Composting on campus could help university be sustainable

For a university with a sustainable cafeteria, we’re not as concerned with what happens with the leftovers.

St. Edward’s University recently had the privilege of hosting Diana Liverman, the co-director of the Institute of the Environment at the University of Arizona.

Liverman spoke at the Kozmetsky Center about the impact of climate change and adaptation. I learned valuable information about carbon offsetting and the irreversible impact created by greenhouse gas emissions. Liverman also pointed out the absence of composting and adequate recycling on our campus.

Since her lecture, I have been motivated to take action and become more responsible for my impact on the environment. I believe that if St. Edward’s started a waste reduction program, it would reflect a stronger commitment to sustainability and inspire students to be more environmentally conscious in their everyday lives.

The Environmental Club on campus is working toward creating a “green fee,” which would provide funding to pay for more recycling, composting and other sustainability projects. I too would like to see our campus begin a composting project.

Contrary to popular belief, compost is not just a heap of garbage. For example, vermicomposting, as described by the Environmental Protection Agency, uses worms which break down food waste and eat the microbes that are responsible for causing bacteria and foul-smelling odors. The soil created by vermicompost, known as castings, is packed with nutrients and minerals, making it a great fertilizer.

Composting also reduces the amount of food that is sent to landfills, reducing the emissions of methane that the food waste generates. Such a project on campus could use mostly cafeteria waste and occasional coffee grounds from the coffee shop, and this nutrient-dense fertilizer could be applied to many new and existing plants and trees on campus, without having to use toxic chemical fertilizers.

Composting is a free method of reducing waste, and that is why other schools, such as the University of Arizona, Trinity University and Southwestern University, are already composting.

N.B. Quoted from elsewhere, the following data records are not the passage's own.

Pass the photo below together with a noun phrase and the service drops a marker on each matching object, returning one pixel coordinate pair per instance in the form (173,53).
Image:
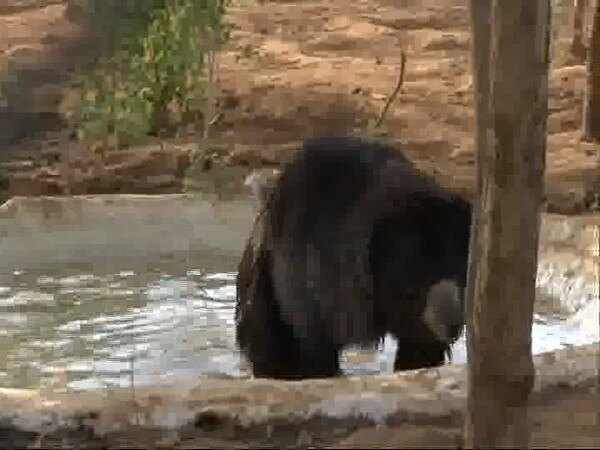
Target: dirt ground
(322,66)
(560,418)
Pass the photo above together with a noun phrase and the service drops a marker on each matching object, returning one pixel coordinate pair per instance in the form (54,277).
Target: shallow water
(82,330)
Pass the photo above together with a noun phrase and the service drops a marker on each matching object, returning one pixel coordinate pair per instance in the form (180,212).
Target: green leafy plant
(158,70)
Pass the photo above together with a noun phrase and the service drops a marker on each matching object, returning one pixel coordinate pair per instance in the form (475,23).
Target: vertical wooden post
(591,102)
(578,49)
(510,170)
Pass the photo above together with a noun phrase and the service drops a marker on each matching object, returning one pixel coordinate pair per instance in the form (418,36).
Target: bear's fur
(352,242)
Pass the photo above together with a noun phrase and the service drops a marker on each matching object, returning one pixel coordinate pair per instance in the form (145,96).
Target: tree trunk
(480,66)
(510,170)
(578,49)
(591,101)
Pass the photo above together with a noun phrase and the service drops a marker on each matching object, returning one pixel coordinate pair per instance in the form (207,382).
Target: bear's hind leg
(412,354)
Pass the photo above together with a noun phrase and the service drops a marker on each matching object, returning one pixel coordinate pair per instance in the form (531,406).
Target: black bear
(351,242)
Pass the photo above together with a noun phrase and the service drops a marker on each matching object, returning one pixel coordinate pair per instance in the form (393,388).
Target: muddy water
(77,329)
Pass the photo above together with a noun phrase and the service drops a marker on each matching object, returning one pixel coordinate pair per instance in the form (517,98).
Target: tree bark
(578,49)
(510,170)
(480,67)
(591,101)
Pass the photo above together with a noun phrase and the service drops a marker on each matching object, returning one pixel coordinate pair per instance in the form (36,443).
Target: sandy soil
(563,418)
(323,66)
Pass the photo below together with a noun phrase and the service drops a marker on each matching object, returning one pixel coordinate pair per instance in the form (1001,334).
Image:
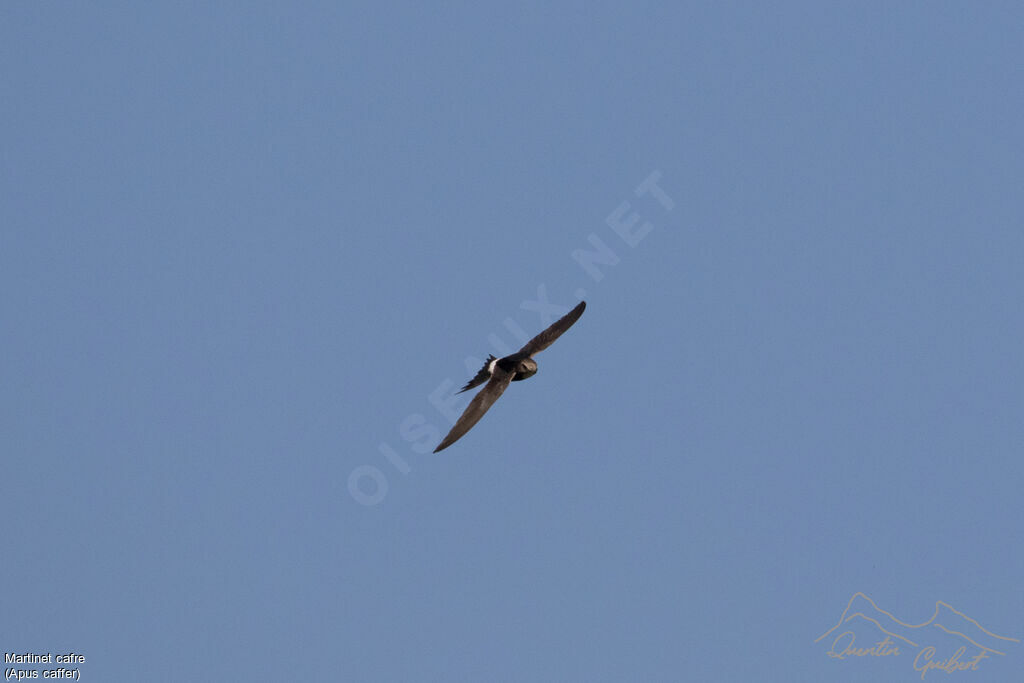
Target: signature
(898,637)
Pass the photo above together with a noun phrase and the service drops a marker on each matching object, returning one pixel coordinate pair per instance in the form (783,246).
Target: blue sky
(249,249)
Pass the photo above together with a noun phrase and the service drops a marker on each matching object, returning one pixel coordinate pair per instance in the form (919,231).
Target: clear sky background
(244,245)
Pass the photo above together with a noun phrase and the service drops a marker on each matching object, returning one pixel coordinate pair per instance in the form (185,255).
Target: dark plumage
(499,373)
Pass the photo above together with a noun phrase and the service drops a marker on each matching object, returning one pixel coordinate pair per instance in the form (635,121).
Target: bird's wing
(500,381)
(548,337)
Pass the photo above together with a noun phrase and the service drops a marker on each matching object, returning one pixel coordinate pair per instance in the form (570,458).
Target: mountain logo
(949,642)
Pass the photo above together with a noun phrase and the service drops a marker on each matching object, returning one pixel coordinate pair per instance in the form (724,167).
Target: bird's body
(499,373)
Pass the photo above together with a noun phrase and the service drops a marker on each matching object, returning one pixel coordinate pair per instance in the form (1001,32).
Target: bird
(499,373)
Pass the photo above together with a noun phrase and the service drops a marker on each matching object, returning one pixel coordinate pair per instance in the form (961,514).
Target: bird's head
(525,368)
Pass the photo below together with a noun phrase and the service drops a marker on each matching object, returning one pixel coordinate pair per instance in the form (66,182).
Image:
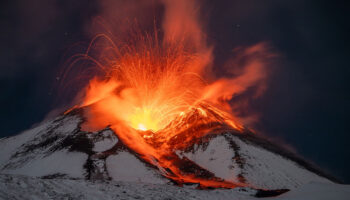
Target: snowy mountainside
(17,187)
(60,149)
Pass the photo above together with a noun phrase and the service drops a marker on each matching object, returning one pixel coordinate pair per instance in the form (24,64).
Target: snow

I believe our campus should follow Liverman’s message and become more accountable for climate change. Composting is just one feasible solution and, with some effort, it can become a reality. A student-run project shows we are capable of organizing and taking leadership for what we care about.

If St. Edward’s were to start a composting project, it would express to prospective students that our university is sustainable. In the future, the compost could support a garden on campus to supplement the cafeteria or to donate food within our community.

St. Edward’s is part of one of the most environmentally-friendly cities in the country, and our university does a lot to educate students on the need to become more sustainable. Composting and focusing on waste reduction on campus could serve as the next logical step toward a goal of reducing our carbon footprint and creating a better place to learn.